Fonts: Serif vs. Sans serif
Hi Tog,
Have you noticed that MOST, if not ALL, big websites these days use sans serif fonts? Especially the corporate ones. There seems to be some big, unwritten rule among website designers that serif fonts are to be avoided at all costs.
I have always believed that serif fonts are easier to read—not only on paper, but on screen as well. I should think the embellishments to a character, besides making it look prettier, also make it easier to be recognized by the brain since there are more data points per character. Is this not true? Why do you think websites aren't simply designed for the default font?
Why does Microsoft think the new Verdana font designed for the web should be "stripped of features redundant when applied to the screen"?
It just seems there are too many threadbare, ugly chunks of text out there these days.
—Raj Premkumar
While I think the argument that a font or any other interface feature should be "stripped of features redundant" is specious, I have learned since first taking the position that sans serif fonts are bad, that a special case exists when said redundances are so badly distorted as to be unrecognizable.

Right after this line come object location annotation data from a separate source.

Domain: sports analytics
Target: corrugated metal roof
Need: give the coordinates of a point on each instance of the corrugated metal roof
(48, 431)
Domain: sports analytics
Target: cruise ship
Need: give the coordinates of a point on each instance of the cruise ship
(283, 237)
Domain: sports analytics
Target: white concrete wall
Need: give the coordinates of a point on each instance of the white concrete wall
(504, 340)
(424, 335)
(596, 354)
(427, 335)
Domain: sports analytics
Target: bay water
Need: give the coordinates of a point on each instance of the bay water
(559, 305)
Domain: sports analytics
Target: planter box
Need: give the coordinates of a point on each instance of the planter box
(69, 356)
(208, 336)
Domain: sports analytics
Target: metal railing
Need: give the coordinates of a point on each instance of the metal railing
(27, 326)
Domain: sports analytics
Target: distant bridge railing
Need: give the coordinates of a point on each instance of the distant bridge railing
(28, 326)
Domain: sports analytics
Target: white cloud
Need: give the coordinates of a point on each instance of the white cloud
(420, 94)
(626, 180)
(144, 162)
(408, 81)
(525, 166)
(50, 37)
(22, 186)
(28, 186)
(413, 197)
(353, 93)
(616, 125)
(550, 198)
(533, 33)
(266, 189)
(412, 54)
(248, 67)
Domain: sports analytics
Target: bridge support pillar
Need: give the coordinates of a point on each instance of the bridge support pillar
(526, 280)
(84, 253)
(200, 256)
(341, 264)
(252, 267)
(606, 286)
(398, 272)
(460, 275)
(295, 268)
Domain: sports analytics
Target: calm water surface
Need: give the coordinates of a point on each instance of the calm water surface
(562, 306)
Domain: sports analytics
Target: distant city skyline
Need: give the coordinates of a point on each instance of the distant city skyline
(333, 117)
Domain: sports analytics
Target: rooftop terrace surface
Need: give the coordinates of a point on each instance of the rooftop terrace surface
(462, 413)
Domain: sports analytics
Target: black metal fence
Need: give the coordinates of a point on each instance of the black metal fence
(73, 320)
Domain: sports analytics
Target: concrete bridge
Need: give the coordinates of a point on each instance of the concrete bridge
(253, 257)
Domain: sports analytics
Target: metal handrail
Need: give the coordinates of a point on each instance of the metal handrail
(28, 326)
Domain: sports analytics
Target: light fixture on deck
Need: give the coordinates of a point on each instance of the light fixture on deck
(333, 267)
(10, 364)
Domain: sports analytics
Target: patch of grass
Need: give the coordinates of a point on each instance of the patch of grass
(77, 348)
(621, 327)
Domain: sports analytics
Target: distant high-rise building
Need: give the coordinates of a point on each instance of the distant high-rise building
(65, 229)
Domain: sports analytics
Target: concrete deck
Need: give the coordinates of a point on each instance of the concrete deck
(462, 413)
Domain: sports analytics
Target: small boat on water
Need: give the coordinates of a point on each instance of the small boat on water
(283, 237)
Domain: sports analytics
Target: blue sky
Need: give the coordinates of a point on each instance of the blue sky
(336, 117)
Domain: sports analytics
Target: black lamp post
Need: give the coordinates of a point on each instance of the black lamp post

Such, I am informed, is the case with serifs on today's crude screens. Two font designers who have worked both in the world of newspapers and computers, Vlad V. Golovach and George Olsen, have taken the time to explain to me in exhaustive detail exactly why serifs don't work on low-resolution computer displays whereas they do in newspapers which, while notoriously bad, don't hold a candle to the crudeness of computer screens. (A third writer from UCLA, who shall remain nameless, seemed to share their opinion, but only imparted the direct information that I am a fool. This seemed only tangentially relevant and was, in any case, stale news.)
These arguments have caused me to reverse my previous "serifs at all costs!" position until such time as we have high-resolution displays, at which point I will be back out in front of the serif parade once more.
(Grasping at straws, I was even prepared to put forth the argument that the muddying effect of seris could be offset by anti-aliasing the font. But anti-aliasing softens the edges, and soft edges definitely reduce readability.)
I would really like to see someone to do some serious large-scale studies of relative readability of various fonts, serif and sans, and then I would like to see those results codified in the form of standard, cross-platform, high-readability fonts. In the meantime, I'm concluding my discussion of fonts.